AI Lab · Generative AI
This is the control room for my generative AI work.1. Agent Diary Framework
- Brief: Problem, audience, constraints, success metrics.
- Brain: Model choice (GPT-4o, Claude 3.5, local Llama variants).
- Tools: Functions for data, actions, notifications.
- Memory: Supabase or Redis for short/long-term context.
- Evals: Guardrail dataset run nightly.
2. Copilot Design Principles
- Augment, don’t replace – copilots should edit/guide, not auto-send.
- Explain confidence + cite sources.
- Provide escape hatch back to human workflow.
- Instrument usage to learn what to improve.
3. Launch Ritual
- Dry-run with internal team, capture friction.
- Red-team prompts (see
ai/ai-ethics.mdx). - Add documentation + Loom demo.

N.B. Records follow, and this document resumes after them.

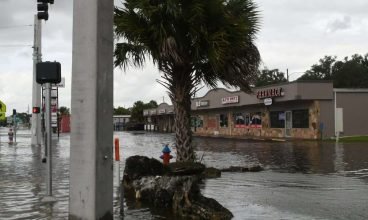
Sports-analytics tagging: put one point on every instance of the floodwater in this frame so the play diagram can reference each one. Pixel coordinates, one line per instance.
(302, 180)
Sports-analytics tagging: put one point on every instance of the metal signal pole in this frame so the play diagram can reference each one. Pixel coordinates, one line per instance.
(36, 88)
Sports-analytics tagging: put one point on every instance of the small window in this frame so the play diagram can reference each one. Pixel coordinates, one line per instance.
(255, 120)
(239, 119)
(301, 118)
(277, 119)
(223, 120)
(197, 121)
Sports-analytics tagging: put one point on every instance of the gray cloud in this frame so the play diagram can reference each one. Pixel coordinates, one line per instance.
(339, 24)
(293, 35)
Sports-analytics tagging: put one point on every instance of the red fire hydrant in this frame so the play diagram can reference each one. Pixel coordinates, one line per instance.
(166, 155)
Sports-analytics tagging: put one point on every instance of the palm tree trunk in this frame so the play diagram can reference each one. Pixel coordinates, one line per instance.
(181, 89)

- Ship to small cohort (WhatsApp broadcast, newsletter) before wider rollout.
4. Evaluation Harness
- LangSmith + custom dataset derived from Thinki.sh frameworks.
- Metrics: factuality, tone, toxicity, actionability.
- Track cost per request; tie into cost observability dashboards.
5. Roadmap
- Agent Ops Kit: packaging evaluation + deployment scripts.
- Edge inference: exploring Cloudflare Workers AI + Vercel AI SDK for low-latency features.
- LLM FinOps: cost budgeting + token dashboards per product.